In November 2010, throughout the murder trial for David Hayward, Damon assists Liza as she is appointed the District Attorney.

On January 6, 2011, Damon spots Colby and Asher kissing. On January 7, Damon confronts both Colby and Asher. Later Damon confesses to Liza about what he saw and says he has to leave town. Just as he goes to leave Liza asks him not to leave and they hug before kissing and wind up having sex.

==Reception==
Luke Kerr said that the writers should have explored a potential romance between Damon and Colby instead of firing Wittrock.
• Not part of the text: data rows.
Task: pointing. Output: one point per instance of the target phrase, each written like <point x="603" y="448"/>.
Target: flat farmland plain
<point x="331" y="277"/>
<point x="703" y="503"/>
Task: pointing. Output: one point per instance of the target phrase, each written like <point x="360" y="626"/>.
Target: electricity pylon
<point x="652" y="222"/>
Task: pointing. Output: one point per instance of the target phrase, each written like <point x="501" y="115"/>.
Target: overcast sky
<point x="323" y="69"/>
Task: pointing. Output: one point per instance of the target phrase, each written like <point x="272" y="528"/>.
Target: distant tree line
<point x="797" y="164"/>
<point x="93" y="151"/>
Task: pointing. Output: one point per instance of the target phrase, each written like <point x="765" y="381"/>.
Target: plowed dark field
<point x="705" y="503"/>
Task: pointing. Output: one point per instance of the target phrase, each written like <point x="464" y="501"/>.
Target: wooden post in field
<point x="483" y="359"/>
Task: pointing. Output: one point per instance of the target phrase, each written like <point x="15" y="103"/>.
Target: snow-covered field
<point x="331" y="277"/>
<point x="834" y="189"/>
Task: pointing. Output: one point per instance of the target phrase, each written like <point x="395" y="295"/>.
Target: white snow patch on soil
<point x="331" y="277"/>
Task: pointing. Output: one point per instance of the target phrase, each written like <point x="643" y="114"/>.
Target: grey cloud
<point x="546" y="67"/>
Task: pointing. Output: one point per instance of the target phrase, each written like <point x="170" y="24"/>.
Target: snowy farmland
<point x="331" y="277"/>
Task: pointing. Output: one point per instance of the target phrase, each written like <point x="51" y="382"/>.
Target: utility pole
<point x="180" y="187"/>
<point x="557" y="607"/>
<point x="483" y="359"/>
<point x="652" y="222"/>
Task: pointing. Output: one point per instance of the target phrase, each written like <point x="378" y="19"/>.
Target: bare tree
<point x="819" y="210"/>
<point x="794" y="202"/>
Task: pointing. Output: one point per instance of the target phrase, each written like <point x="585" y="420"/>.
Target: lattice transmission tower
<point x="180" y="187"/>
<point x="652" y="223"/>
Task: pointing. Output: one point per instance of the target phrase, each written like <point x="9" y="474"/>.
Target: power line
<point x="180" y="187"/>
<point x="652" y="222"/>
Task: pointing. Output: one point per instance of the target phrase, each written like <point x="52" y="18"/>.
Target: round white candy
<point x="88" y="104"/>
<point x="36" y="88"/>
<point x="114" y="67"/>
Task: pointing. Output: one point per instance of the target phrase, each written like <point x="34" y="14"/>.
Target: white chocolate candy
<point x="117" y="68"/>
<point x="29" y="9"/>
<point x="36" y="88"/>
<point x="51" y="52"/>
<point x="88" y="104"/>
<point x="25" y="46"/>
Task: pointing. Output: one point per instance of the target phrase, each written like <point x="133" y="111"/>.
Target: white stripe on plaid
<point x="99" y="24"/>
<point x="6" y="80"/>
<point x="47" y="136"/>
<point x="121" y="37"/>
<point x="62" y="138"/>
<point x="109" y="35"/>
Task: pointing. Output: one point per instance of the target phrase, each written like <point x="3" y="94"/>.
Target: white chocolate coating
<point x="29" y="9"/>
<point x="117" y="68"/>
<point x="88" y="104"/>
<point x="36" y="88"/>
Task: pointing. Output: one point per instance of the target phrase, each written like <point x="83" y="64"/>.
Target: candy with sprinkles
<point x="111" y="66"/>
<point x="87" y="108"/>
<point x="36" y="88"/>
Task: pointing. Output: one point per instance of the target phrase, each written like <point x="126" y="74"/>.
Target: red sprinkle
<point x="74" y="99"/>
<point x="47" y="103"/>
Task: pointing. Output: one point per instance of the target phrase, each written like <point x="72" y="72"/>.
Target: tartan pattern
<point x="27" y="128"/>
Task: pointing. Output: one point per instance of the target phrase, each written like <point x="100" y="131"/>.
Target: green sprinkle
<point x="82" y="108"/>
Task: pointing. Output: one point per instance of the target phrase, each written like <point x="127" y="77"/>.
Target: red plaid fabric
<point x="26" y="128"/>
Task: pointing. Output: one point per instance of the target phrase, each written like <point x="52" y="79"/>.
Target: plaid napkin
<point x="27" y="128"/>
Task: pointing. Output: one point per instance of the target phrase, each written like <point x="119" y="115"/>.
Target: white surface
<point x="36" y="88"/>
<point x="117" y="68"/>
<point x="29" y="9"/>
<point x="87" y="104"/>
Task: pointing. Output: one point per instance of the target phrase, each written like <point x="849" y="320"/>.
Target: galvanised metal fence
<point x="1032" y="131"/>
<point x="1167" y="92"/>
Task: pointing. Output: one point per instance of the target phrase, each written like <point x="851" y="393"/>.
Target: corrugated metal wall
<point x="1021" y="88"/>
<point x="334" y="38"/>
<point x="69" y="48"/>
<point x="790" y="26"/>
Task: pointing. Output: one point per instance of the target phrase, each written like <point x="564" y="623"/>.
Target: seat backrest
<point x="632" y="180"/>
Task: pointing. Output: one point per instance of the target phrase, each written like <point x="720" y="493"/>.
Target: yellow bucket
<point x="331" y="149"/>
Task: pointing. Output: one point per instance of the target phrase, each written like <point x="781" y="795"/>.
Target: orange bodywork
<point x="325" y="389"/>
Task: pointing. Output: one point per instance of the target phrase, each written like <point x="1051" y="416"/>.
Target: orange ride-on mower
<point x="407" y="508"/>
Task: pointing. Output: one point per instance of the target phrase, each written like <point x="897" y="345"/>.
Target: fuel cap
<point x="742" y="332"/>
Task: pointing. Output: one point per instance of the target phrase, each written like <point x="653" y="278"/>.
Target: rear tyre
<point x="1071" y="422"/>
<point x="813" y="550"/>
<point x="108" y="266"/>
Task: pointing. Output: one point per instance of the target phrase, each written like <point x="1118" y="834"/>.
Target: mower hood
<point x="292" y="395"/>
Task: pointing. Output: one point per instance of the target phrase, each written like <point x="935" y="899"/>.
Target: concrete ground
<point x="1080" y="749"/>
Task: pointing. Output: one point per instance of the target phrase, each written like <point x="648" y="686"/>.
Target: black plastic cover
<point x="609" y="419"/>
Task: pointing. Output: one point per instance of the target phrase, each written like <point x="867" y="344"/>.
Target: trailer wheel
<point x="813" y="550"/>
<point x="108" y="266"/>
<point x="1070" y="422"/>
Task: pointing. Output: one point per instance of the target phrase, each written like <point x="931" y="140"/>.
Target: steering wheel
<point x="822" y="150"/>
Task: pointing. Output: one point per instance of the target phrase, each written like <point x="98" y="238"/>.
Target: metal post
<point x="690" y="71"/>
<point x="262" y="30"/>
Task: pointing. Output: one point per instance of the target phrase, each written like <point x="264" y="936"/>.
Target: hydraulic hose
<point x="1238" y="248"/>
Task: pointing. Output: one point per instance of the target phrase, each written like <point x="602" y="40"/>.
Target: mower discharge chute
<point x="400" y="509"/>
Kerr then compared the pairing of Damon and Liza to the As the World Turns pairing of Casey (Billy Magnussen) and Emily (Kelley Menighan Hensley). Michael Fairman said he also saw great potential in Damon's romance with Liza. Jamey Giddens referred to Wittrock's portrayal of Damon as one of the best reasons to watch the show and described Damon's chemistry with Liza as "combustible."